# Charging aa/aaa batteries?



## pawpaw (Dec 21, 2011)

I've discovered these cheap little 'garden' lights for a buck each at a local $
store. Never gave them much of a thought until I realized that I have a lot of utility LED lights, including high-intensity flashlights, tap lights, etc. As it stands, in a power-down situation I'd have to plug my wall charger into a converter from my 12 volt battery to re-charge them. Seems a heckuva waste to use a 110v. appliance to recharge aa/aaa batteries.
Since these $1.00 lights are really flimsy in their construction, I don't think they'd hold up to daily battery insertion/removal. Barring that, they DO seem capable of charging a brand name rechargeable in 1 day. Am I beating a dead horse by asking how I might 'Hack' something simple to charge them? Or, better yet- I've got one of those cheesy Harbor freight orange 1.5 watt chargers. Could one of those be adapted for my purpose?


----------



## k0xxx (Oct 27, 2011)

I have commercial type 5, 10, and 15w solar panels that can be used to charge multiple AA/AAA batteries. They are actually used to charge 12v deep cycle batteries for lights and such in outbuildings, and I can add the AA/AAA battery holders to them when needed (even charge them directly from the deep cycle batteries if needed). The small HF panels can be used, of course, but for longer life and durability I would look into getting a small, good quality panel.

I also have a diagram to build a charger that works off of the phone line. A few years back we had an ice storm where we were without power for a couple of weeks. We never did lose phone service, as we have a pair of back-up old school corded phones. The phone lines have a voltage on them that _can_ be used for other purposes with the right voltage converter (although I wouldn't mention doing this to the phone company).


----------



## pawpaw (Dec 21, 2011)

kOxxx,
I'm missing something about being able to charge them with a 12v panel. I know I can commandeer a 4-battery holder from an rc car or other toy, but won't the 12v panel fry them? I'm thinking now that I could rig up a line of them to equal 12volts to charge them? Hmm....


----------



## k0xxx (Oct 27, 2011)

pawpaw said:


> kOxxx,
> I'm missing something about being able to charge them with a 12v panel. I know I can commandeer a 4-battery holder from an rc car or other toy, but won't the 12v panel fry them? I'm thinking now that I could rig up a line of them to equal 12volts to charge them? Hmm....

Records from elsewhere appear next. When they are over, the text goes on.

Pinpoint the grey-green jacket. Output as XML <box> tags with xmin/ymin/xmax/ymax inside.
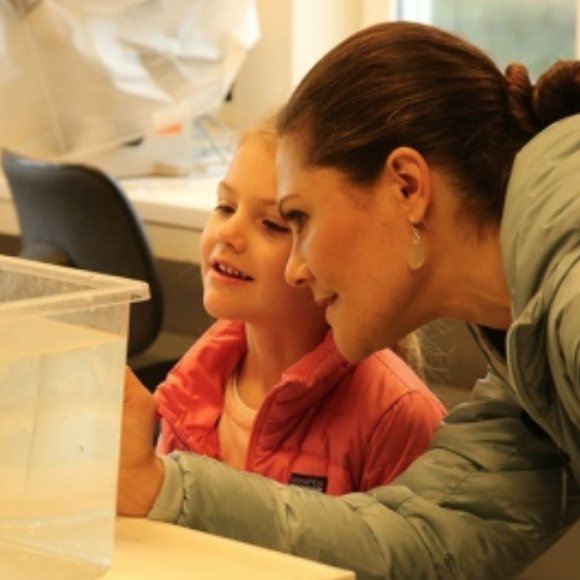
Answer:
<box><xmin>149</xmin><ymin>117</ymin><xmax>580</xmax><ymax>580</ymax></box>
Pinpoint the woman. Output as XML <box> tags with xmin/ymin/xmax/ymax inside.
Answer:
<box><xmin>120</xmin><ymin>22</ymin><xmax>580</xmax><ymax>580</ymax></box>
<box><xmin>155</xmin><ymin>119</ymin><xmax>445</xmax><ymax>495</ymax></box>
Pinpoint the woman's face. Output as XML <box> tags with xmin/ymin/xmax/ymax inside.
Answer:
<box><xmin>201</xmin><ymin>136</ymin><xmax>324</xmax><ymax>332</ymax></box>
<box><xmin>278</xmin><ymin>136</ymin><xmax>416</xmax><ymax>360</ymax></box>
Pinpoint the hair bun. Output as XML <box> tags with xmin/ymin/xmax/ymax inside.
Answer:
<box><xmin>505</xmin><ymin>60</ymin><xmax>580</xmax><ymax>136</ymax></box>
<box><xmin>533</xmin><ymin>60</ymin><xmax>580</xmax><ymax>127</ymax></box>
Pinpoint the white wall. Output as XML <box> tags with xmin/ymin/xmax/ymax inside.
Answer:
<box><xmin>220</xmin><ymin>0</ymin><xmax>389</xmax><ymax>128</ymax></box>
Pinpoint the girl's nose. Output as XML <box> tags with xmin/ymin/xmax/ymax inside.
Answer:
<box><xmin>216</xmin><ymin>216</ymin><xmax>246</xmax><ymax>252</ymax></box>
<box><xmin>284</xmin><ymin>248</ymin><xmax>312</xmax><ymax>288</ymax></box>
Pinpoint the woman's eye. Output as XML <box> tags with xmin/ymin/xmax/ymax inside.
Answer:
<box><xmin>214</xmin><ymin>203</ymin><xmax>234</xmax><ymax>213</ymax></box>
<box><xmin>264</xmin><ymin>220</ymin><xmax>290</xmax><ymax>233</ymax></box>
<box><xmin>284</xmin><ymin>209</ymin><xmax>308</xmax><ymax>232</ymax></box>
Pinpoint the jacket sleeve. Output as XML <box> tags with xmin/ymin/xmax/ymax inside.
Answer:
<box><xmin>149</xmin><ymin>376</ymin><xmax>580</xmax><ymax>580</ymax></box>
<box><xmin>359</xmin><ymin>390</ymin><xmax>446</xmax><ymax>491</ymax></box>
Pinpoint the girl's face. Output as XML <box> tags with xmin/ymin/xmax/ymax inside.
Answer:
<box><xmin>278</xmin><ymin>136</ymin><xmax>416</xmax><ymax>360</ymax></box>
<box><xmin>201</xmin><ymin>136</ymin><xmax>324</xmax><ymax>332</ymax></box>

Sorry, I have a whole bunch of rechargable AA/AAA batteries and I recharge them 8 at a time (12v).

My main 2m Hand held radios each use 8 AA's, and each eXRS radio uses 4 AAA's, so it's easy just to put them in an 8 bay holder. I also have an adapter (purchased on eBay) for charging cell phones and other items that use a USB port.


----------



## JoKing (Mar 11, 2012)

pawpaw said:


> I've discovered these cheap little 'garden' lights for a buck each at a local $
> store. Never gave them much of a thought until I realized that I have a lot of utility LED lights, including high-intensity flashlights, tap lights, etc. As it stands, in a power-down situation I'd have to plug my wall charger into a converter from my 12 volt battery to re-charge them. Seems a heckuva waste to use a 110v. appliance to recharge aa/aaa batteries.
> Since these $1.00 lights are really flimsy in their construction, I don't think they'd hold up to daily battery insertion/removal. Barring that, they DO seem capable of charging a brand name rechargeable in 1 day. Am I beating a dead horse by asking how I might 'Hack' something simple to charge them? Or, better yet- I've got one of those cheesy Harbor freight orange 1.5 watt chargers. Could one of those be adapted for my purpose?


I hope I'm not talking out of my ass, but MacGruber would rig a car cigarette lighter to his battery and plug a multiple port adapter into it.

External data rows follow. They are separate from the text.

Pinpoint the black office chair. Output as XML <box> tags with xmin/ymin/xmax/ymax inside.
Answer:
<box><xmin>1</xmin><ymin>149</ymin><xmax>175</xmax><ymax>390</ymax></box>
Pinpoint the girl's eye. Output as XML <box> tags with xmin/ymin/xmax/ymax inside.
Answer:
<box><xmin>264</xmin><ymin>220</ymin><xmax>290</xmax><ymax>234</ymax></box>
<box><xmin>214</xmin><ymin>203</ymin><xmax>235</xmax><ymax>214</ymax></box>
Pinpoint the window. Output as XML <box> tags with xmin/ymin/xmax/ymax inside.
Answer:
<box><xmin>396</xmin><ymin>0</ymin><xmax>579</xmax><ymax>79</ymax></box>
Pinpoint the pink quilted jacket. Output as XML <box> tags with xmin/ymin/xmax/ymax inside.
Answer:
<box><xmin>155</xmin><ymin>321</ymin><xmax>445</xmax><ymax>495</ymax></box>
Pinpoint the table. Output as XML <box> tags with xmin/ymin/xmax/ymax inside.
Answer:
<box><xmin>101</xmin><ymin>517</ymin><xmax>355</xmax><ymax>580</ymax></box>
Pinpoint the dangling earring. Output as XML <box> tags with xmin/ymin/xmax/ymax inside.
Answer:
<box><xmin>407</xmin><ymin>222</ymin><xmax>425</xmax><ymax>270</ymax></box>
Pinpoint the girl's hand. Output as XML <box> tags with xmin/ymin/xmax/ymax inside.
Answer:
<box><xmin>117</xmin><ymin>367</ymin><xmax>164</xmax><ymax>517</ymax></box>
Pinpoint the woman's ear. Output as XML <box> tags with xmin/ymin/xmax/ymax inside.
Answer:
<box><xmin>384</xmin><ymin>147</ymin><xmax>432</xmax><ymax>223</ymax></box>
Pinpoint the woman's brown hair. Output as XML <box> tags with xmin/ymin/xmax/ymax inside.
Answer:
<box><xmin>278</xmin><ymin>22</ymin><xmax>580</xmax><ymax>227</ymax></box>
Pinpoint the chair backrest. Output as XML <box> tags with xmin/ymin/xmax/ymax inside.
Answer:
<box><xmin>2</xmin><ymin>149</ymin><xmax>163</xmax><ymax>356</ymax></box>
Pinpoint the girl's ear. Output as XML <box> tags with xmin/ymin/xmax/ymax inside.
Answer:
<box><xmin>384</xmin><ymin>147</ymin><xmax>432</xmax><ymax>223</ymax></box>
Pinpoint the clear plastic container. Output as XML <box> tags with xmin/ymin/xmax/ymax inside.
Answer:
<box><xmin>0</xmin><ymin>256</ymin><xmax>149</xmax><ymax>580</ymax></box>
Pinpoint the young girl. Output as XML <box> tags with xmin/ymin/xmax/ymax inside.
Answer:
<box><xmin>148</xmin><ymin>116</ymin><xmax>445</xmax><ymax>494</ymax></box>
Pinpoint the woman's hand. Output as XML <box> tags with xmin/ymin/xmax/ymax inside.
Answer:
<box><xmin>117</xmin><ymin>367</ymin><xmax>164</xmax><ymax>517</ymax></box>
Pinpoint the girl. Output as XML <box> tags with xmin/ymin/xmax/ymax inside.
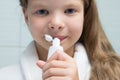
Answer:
<box><xmin>0</xmin><ymin>0</ymin><xmax>120</xmax><ymax>80</ymax></box>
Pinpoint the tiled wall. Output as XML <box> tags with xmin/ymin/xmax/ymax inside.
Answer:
<box><xmin>0</xmin><ymin>0</ymin><xmax>32</xmax><ymax>67</ymax></box>
<box><xmin>0</xmin><ymin>0</ymin><xmax>120</xmax><ymax>68</ymax></box>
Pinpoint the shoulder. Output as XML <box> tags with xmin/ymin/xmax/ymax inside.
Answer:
<box><xmin>0</xmin><ymin>64</ymin><xmax>22</xmax><ymax>80</ymax></box>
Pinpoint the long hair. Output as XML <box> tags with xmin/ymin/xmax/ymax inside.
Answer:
<box><xmin>20</xmin><ymin>0</ymin><xmax>120</xmax><ymax>80</ymax></box>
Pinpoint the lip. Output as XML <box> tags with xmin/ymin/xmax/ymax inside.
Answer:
<box><xmin>52</xmin><ymin>35</ymin><xmax>67</xmax><ymax>41</ymax></box>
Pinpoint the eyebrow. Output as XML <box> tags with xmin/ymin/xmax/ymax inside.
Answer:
<box><xmin>31</xmin><ymin>1</ymin><xmax>83</xmax><ymax>9</ymax></box>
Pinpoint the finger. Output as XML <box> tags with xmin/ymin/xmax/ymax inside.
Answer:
<box><xmin>36</xmin><ymin>60</ymin><xmax>46</xmax><ymax>69</ymax></box>
<box><xmin>42</xmin><ymin>68</ymin><xmax>67</xmax><ymax>79</ymax></box>
<box><xmin>43</xmin><ymin>60</ymin><xmax>70</xmax><ymax>72</ymax></box>
<box><xmin>48</xmin><ymin>50</ymin><xmax>73</xmax><ymax>62</ymax></box>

I'm not an electrician, but I watched one on T.V. It seems plausible to splice your DC adaptor that comes with your tool to your battery. I don't know if that would screw with the amps or not.

I have a booster battery with a lighter port and a USB port. With that, I'm sure I could hook the clamps to the source battery and charge my stuff through that. Plus, it's very portable.


----------



## Fn/Form (Nov 6, 2008)

pawpaw, you are correct in that a 12V battery --> inverter --> charger would be very inefficient.

There are many 12VDC battery chargers out there. That would be your safe and more efficient solution. They limit current so you don't damage the batteries during charging. Some of them are smart enough to sense poor performing batteries and can possibly rejuvenate them. It all depends on how much you want to pay. It would look for one that can charge batteries individually (one at a time), so you can charge a battery when you want, not when you have 4 that need charging.

That reminds me, another thing I need to do... is make or get a voltage regulator to use my 18V cordless tool batteries on 12V equipment.


----------